In most cases, the procedure channels a thin tube with a prosthetic valve through an artery in the groin or shoulder to reach the heart without open-heart surgery or surgical removal of the native valve.
“Almost immediately after the procedure, patients begin to feel better, thanks to improved blood flow,” said William Merhi, DO, who, along with cardiothoracic surgeon John Heiser, MD, performed Ten Brink’s procedure on Feb. 9, 2015. The FDA approved the valve in valve procedure for commercial use on March 31.
“The quality of life for me is a day and night difference,” Ten Brink said. “It’s like a new valve again.”
“In December, they gave him six months,” added Loie Ten Brink. “He’s a miracle guy.”
Back to fixing things
Today, life is good for David and Loie Ten Brink, who live in Grandville, Michigan, and have a son, a daughter and four grandchildren.

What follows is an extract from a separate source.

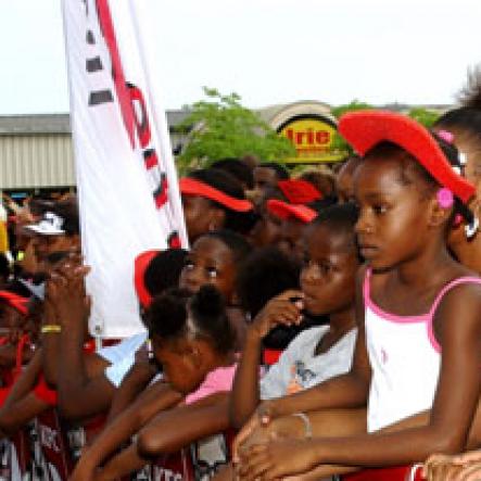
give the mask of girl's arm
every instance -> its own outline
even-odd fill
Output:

“They are the world to both of us,” Ten Brink said. “We get to babysit. It’s like our own kids.”
Ten Brink continues to repair whatever needs fixing around the house.
“I fix stuff for the wife, and I enjoy it,” he said. “I just back the pickup up to the garage and that’s the work platform. If I need anything, I can just putt over to Lowes, about a mile from my house.”
But he remembers how it was only a short time ago that the exertion of repairing household items would have been out of the question.
This spring, Ten Brink and his son, Stuart, completed a project they had been discussing for a long time and that took two summers to complete together in Ten Brink’s pole barn—the restoration of a Jeep DJ-5, one of the old mail-delivery Jeeps with the steering wheel on the right side of the vehicle.
“We decided it would be nice to restore something,” Ten Brink said. “Without the latest procedure, however, I would probably have had to sit there and talk to Stuart while he did it.”